Poucos estão se dando conta de que Lula prepara uma espécie de conspiração de nuvens negras para o seu sucessor. Que a equação vai estourar, disso não há dúvida. Mas há dois cenários para o estouro: a) com o PT no poder; b) sem o PT no poder. No primeiro caso, o partido e os sindicatos contêm as tropas; no segundo, eles as botam na rua.
Superávit e salário mínimo
Lula está preparando bombas fiscais que vão cobrar o seu preço. A diminuição do superávit, sob o pretexto de incentivar o crescimento, é uma delas — a conseqüência pode ser o aumento da relação dívida/PIB, o que, dizem, será compensado por uma economia mais robusta e pela possível redução dos juros. O governo federal precisa de mais dinheiro para enfrentar o custeio da máquina, não para investir. Lula está “dando” R$ 1 bilhão para os prefeitos, mas decide um reajuste de 9% do salário mínimo para 2010, mesmo com uma inflação de estimados 4% e um crescimento que pode ficar perto de zero — nas contas do governo, será de 2%. O salário mínimo não tem grande impacto nas empresas privadas. As maiores vítimas de sua elevação muito acima da inflação — e do crescimento da economia — são justamente as Prefeituras, que estão de pires na mão.
Casa própria e calote
O tal programa de construção de um milhão de casas próprias — que, evidentemente, não serão construídas até o fim do mandato — já trazem no bojo do próprio programa o estímulo ao calote.
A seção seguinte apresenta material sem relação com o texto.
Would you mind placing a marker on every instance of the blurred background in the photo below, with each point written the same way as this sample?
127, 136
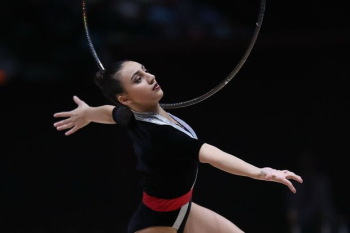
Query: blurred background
287, 108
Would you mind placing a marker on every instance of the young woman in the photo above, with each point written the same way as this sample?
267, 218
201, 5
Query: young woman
168, 153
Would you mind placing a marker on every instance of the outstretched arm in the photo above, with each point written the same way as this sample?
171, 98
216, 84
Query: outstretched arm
231, 164
83, 115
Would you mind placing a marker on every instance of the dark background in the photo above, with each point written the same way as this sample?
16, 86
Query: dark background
288, 104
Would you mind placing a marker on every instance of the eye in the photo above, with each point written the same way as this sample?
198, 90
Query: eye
138, 80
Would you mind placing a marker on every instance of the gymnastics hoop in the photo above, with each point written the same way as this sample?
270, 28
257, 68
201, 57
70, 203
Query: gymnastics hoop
209, 93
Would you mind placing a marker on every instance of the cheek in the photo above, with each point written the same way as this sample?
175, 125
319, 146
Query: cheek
140, 92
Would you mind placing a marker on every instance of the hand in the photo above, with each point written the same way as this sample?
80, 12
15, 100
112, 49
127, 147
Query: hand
76, 118
279, 176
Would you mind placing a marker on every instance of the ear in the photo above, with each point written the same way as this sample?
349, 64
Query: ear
124, 99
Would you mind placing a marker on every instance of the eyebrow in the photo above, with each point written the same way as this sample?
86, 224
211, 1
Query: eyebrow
142, 66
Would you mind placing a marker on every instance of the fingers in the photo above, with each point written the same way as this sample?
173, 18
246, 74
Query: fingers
290, 185
66, 126
76, 100
62, 114
73, 130
293, 176
60, 123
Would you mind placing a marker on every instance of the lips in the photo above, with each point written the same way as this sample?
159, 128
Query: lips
156, 86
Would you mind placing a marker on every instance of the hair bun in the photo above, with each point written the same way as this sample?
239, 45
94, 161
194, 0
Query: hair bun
99, 78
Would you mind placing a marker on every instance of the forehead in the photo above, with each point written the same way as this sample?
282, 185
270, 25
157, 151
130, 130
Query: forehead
129, 68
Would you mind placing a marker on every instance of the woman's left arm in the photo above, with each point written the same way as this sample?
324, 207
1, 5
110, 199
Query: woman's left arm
231, 164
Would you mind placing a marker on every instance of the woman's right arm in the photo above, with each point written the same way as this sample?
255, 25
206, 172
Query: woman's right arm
83, 115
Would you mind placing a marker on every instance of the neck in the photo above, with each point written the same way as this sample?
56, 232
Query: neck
155, 109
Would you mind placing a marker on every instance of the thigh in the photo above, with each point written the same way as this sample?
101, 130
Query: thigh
203, 220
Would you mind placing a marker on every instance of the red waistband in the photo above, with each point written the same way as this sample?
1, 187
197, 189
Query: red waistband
165, 205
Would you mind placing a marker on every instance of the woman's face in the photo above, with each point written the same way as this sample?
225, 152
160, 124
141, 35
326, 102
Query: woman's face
141, 87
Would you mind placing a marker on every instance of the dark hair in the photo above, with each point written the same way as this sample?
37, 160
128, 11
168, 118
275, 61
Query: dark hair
108, 81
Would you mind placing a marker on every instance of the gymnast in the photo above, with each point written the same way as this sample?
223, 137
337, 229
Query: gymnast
168, 152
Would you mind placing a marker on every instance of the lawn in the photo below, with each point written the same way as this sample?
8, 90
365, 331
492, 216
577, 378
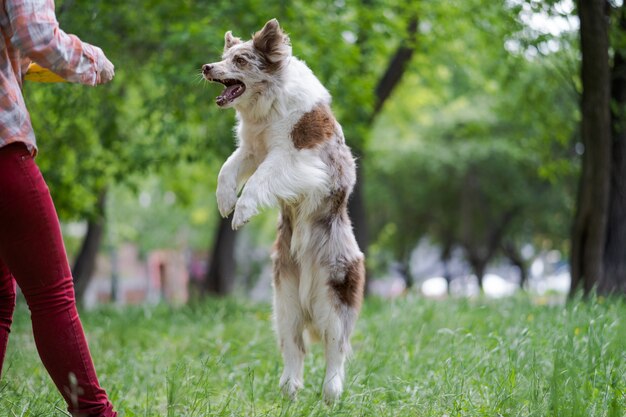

Nunca antes "nestepaiz" se viu coisa parecida. Não! Quem faz isso não ajuda os pobres. Antes, cria dificuldades óbvias para as contas públicas. As bombas-relógio estão sendo ligadas. Os petistas — e, justiça se faça, boa parte das oposições caiu no truque — defendem agora o fim da DRU (Desvinculação de Receitas da União), que dá ao Executivo a liberdade de dispor de 20% do que arrecada com os principais tributos. Em recente artigo na Folha, Fernando Haddad, ministro da Educação, dividiu o mundo entre os “conservadores”, que querem manter a DRU, e os "progressistas", que querem o seu fim — o que liberaria mais verbas para a Educação. Pois bem: tudo iria muito bem se os petistas não estivessem empenhados em acabar com a DRU A PARTIR DE 2011. Lula terá tido, então, oito anos — cinco deles de elevada prosperidade — para pôr fim ao dispositivo. Mas vai jogar a conta no colo do sucessor.
Correção da poupança
As malandragens começam a descer aos detalhes. Chegou ao Supremo a ação que pede o ressarcimento de supostos expurgos aplicados à poupança em razão de planos econômicos adotados no país entre 1986 e 1991. Valor do espeto? Quase R$ 300 bilhões. O ministro Ricardo Lewandowski, ao negar uma liminar da Confederação Nacional do Sistema Financeiro, argumentou que "os elevados rendimentos proporcionaram a constituição de patrimônio suficientemente sólido para garantir o adimplemento de suas obrigações com os correntistas e poupadores". Imaginem só... Economia é fluxo, né?, não a caixa forte do Tio Patinhas, onde se vão depositando moedas de ouro. Ora, qual é a instituição que concentra a maior parte da poupança? Sim, a Caixa Econômica Federal. Se esse troço prospera, a conta acabará caindo no... colo do sucessor de Lula. Pois este blog informa: o governo parou de se mexer. Não está movendo uma palha contra a possibilidade de um rombo gigantesco nas contas.
Fator previdenciário
Não fica por aí. O governo passou agora a defender o fim do fator previdenciário, o que elevará brutalmente os gastos com aposentadoria. Quanto? Os petistas não sabem. Henrique Fontana (PT-RS), líder do governo na Câmara, tem uma idéia de onde sairão os recursos: de “novos métodos de arrecadação”. Quais? Isso ele não sabe. O sucessor de Lula que se vire. O Apedeuta preferiu não mover uma palha para extinguir o tal fator, criado no governo FHC para impedir as aposentadorias precoces, nos seus dois mandatos. O PT está doidinho para, digamos, esquentar esse debate agora, em ano pré-eleitoral. E é provável que parlamentares da própria oposição não queriam “queimar o filme” com os aposentados.
Lula está preparando rigorosa e meticulosamente a sua herança maldita num cenário externo que, obviamente, será bem mais hostil. E então os brasileiros se lembrarão daqueles tempos benditos... Sua sucessora pode ser a “companheira” Dilma Rousseff? Pode, sim. Estou entre aqueles que acham que as chances de isso acontecer não são pequenas. Ora, o PT tem larga experiência em soltar seus tontos-maCUTs contra adversários e em recolhê-los quando um aliado está no poder. FHC sabe disso. O próprio Lula sabe disso.
É bom que as oposições fiquem atentas. Lula e os petistas começam a montar um cenário que interessa pouco ao país e muito a Lula e aos petistas.